Billy Beane Vice President Oakland Athletics
Billy Beane Vice President Oakland Athletics, The upcoming release of the film Moneyball on Friday, based on the best-selling book by Michael Lewis with the same title, should hopefully be a somewhat flattering achievement for not only general manager Billy Beane, but the entire Oakland A’s organization as well.Imagine: a feature-length movie that illustrates your team’s revolutionary new business model that produces successful results on the baseball field.Sounds more like a finance documentary for an Econ 101 class.
Instead, Moneyball has been turned into a made-for-big-screen story, Hollywoodized with the glamorous background and glitzy megastars in Brad Pitt as Beane and Oscar-winner Philip Seymour Hoffman. Who would’ve thunk that such an achievement would occur for a baseball general manager?One would think that being depicted by Brad Pitt in a theatrical film would be a sign that you’ve made it big. Or maybe that you’ve done something worth talking about. In the very least, you’d feel honored and maybe even a tad bit cool.
But for Beane, alas, none of the above should be the case.
In actuality, the film could not come out at a worse time for him and the franchise. And it is the untimely release that has generated an opposite reaction.
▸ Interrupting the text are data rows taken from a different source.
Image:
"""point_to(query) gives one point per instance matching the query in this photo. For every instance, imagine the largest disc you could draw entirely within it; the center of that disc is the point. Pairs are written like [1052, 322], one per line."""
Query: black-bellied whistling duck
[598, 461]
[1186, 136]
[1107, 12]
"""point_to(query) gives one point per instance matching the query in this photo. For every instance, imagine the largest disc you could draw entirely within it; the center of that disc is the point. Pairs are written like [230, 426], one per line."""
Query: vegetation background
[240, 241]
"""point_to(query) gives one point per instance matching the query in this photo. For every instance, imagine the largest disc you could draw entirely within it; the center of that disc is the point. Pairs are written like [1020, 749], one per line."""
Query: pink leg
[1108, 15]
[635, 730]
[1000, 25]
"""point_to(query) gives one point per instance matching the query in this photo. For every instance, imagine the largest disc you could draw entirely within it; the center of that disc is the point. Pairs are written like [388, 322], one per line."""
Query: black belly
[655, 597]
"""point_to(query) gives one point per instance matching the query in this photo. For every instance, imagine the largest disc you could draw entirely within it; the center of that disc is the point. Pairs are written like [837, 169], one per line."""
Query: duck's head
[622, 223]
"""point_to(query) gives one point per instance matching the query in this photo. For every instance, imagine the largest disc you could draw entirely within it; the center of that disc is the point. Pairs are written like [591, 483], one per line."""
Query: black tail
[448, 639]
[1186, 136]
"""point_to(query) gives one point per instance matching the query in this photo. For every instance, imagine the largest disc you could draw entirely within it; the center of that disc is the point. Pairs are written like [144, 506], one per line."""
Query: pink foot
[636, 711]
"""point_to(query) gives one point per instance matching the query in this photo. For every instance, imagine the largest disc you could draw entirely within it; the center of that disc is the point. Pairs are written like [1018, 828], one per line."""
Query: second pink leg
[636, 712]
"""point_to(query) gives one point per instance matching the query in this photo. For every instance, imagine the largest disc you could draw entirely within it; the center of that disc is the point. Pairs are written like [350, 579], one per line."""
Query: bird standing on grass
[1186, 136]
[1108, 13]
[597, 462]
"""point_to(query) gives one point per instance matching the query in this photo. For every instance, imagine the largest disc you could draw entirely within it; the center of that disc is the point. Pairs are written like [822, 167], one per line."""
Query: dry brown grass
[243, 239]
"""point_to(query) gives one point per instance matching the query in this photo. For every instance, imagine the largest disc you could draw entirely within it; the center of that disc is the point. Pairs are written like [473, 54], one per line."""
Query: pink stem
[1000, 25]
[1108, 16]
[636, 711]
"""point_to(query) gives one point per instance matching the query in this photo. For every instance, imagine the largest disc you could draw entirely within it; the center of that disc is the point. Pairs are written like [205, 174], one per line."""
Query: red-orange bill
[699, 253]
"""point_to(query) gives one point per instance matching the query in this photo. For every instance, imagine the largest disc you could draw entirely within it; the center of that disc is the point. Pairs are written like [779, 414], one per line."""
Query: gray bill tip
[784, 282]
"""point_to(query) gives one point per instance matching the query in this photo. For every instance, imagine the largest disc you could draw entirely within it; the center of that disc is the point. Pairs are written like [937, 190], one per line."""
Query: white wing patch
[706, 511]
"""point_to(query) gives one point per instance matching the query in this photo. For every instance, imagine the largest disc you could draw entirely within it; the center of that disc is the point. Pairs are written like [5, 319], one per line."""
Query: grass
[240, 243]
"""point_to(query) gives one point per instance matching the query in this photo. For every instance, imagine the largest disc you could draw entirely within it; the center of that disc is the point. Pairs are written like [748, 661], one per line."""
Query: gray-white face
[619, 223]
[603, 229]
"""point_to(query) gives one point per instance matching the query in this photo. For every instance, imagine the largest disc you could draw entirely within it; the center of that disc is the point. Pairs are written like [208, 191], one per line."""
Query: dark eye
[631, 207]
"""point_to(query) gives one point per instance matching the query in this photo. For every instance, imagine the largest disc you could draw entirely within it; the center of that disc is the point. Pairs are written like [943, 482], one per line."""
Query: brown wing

On many levels, the movie elicits a more negative acknowledgement. Rather than tout the radical and dynamic formula that was to turn the Athletics into a winning team, Moneyball seemingly showcases an outdated theory that makes the organization look like a bunch of has-Beanes.
Moreover, with a fifth consecutive non-winning season presently in the works, Oakland is proving that this whole Moneyball idea is a destitute one indeed.
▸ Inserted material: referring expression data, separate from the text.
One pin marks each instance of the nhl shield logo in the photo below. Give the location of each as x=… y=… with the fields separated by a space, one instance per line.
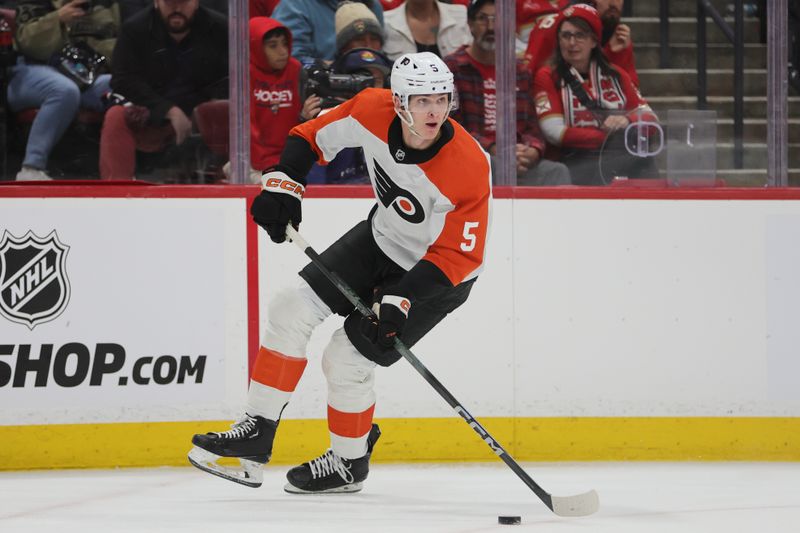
x=33 y=279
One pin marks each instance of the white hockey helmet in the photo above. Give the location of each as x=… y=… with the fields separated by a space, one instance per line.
x=421 y=73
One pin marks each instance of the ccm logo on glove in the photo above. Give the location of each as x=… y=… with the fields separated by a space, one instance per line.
x=279 y=182
x=387 y=323
x=278 y=204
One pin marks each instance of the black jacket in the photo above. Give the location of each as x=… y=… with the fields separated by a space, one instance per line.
x=147 y=63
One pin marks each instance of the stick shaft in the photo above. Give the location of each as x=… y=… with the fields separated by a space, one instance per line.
x=353 y=298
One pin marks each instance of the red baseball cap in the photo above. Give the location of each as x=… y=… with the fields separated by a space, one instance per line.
x=585 y=12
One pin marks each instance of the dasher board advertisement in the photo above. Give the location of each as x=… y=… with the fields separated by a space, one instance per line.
x=112 y=309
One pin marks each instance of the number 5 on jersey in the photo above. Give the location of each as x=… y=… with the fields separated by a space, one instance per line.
x=469 y=237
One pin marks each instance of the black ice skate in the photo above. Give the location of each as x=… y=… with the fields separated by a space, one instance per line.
x=249 y=440
x=331 y=473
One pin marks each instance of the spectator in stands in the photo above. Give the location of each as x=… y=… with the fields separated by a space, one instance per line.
x=312 y=25
x=474 y=75
x=425 y=26
x=358 y=38
x=128 y=8
x=275 y=98
x=44 y=30
x=262 y=8
x=616 y=39
x=391 y=4
x=169 y=58
x=584 y=104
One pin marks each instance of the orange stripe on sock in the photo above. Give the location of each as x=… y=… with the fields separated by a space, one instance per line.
x=351 y=425
x=278 y=371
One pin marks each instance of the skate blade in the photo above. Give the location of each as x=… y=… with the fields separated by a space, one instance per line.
x=249 y=475
x=352 y=487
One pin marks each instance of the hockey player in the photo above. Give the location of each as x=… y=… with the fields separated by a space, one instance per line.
x=415 y=258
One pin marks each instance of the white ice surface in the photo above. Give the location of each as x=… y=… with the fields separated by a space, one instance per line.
x=634 y=497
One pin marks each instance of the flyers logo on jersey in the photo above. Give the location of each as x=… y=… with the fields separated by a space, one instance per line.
x=390 y=194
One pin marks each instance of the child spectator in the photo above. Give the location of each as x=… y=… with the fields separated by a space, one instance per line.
x=261 y=8
x=275 y=101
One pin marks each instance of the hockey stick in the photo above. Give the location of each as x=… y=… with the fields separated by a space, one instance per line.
x=578 y=505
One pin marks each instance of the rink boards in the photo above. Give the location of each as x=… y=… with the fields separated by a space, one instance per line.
x=610 y=324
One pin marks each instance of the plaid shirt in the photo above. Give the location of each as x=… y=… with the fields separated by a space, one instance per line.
x=470 y=112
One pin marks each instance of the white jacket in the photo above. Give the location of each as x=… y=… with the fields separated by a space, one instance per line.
x=453 y=30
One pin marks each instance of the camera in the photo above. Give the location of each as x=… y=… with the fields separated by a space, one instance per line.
x=334 y=88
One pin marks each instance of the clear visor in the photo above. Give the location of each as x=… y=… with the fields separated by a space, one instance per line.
x=441 y=103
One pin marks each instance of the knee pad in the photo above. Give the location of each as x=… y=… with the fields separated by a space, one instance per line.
x=350 y=376
x=291 y=317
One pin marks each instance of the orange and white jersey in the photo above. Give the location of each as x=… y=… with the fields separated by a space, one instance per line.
x=433 y=204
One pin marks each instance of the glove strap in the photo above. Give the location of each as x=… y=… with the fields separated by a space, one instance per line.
x=278 y=182
x=398 y=301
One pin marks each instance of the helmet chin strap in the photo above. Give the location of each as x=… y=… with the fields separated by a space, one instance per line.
x=408 y=121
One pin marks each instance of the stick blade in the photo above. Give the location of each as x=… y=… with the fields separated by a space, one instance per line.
x=578 y=505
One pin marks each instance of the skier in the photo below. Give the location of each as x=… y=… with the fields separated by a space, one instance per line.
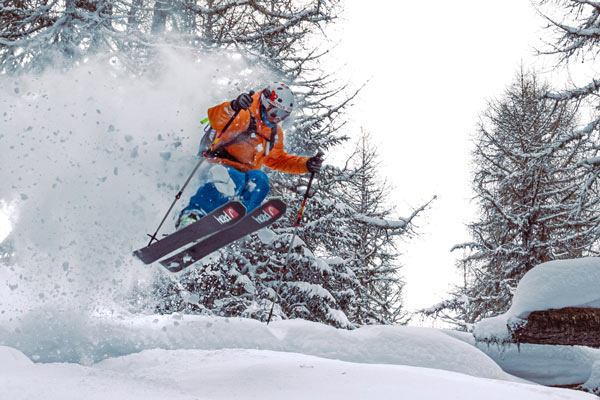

This is unfortunate because there was a time when the Moneyball theory was something nearly everybody in baseball was talking about. The concept of applying sabermetrics and other financial analyses to determine a baseball team’s roster was revolutionary. More, it was unheard of.
But with Oakland’s mathematicians—Beane counters, if you will—targeting slow-footed, power-hitting on-base machines was like investing in the low-budget stock of a start-up company. By turning them into the Oakland un-Athletics, the low risk-high reward actuarial approach was too good to pass up.
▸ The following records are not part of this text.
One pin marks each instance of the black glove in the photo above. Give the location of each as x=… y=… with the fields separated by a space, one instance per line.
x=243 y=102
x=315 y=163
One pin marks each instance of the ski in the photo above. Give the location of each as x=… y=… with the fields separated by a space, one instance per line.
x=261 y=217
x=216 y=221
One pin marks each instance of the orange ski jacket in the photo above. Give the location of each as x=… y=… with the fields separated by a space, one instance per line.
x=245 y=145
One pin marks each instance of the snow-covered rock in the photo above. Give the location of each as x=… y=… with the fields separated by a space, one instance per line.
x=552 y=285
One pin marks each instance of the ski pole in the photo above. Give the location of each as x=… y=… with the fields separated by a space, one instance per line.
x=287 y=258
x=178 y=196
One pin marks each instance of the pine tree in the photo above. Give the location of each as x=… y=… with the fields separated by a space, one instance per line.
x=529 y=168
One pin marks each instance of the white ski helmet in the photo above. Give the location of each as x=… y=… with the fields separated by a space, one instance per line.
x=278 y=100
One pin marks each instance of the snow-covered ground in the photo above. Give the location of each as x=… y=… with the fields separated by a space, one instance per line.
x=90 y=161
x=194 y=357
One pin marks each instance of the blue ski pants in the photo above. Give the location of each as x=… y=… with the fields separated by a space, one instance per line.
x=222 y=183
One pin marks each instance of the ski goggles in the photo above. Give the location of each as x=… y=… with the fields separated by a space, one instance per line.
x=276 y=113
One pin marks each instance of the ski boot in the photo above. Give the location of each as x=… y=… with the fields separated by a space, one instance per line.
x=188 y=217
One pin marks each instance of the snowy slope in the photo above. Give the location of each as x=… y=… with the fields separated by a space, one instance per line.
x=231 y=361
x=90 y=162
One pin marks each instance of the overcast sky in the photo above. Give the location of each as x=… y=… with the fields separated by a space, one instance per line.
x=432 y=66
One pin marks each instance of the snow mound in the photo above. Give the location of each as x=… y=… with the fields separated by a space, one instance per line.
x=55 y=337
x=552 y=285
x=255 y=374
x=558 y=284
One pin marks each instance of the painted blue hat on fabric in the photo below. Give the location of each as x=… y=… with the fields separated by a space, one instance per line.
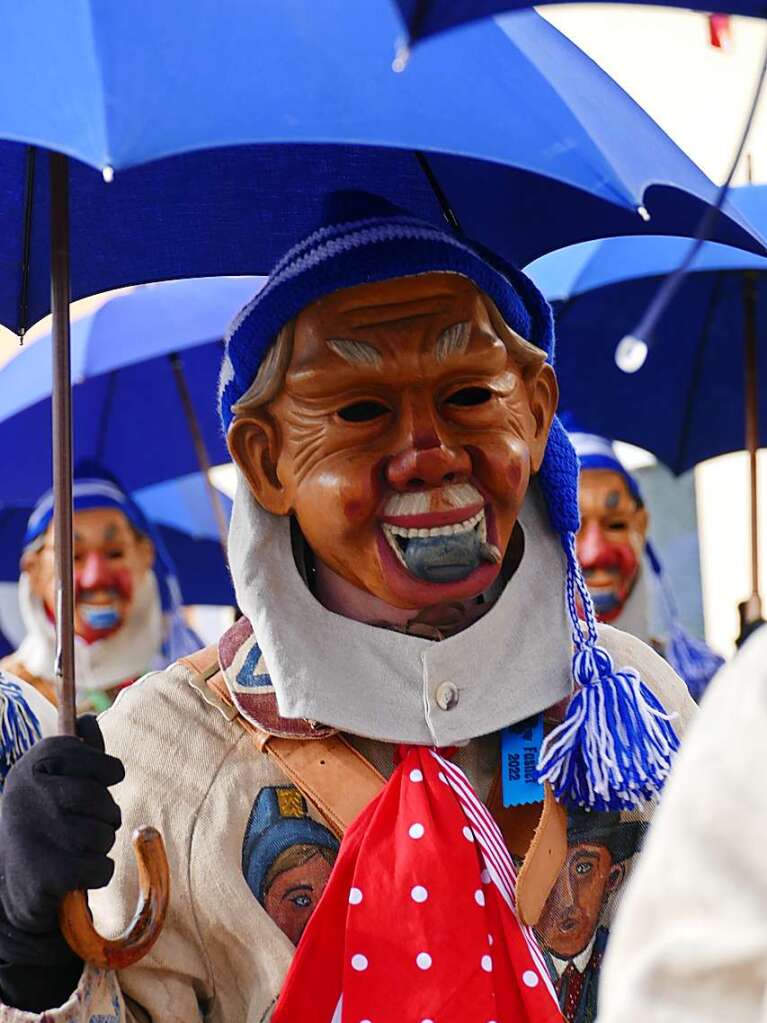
x=279 y=819
x=614 y=749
However, evidently the end results showed that these theorems were also too good to be true. Though the small market A’s were able reach the playoffs in four consecutive years on shoestring budgets, nary one of those squads advanced beyond the first round.
So while the Moneyball-ism economic system did wonders during the regular season, there was still a component missing in the blueprint that would equate to the most important team achievement in baseball—a World Series title. Thus, the regular season success was seen more as temporary formulaic genius.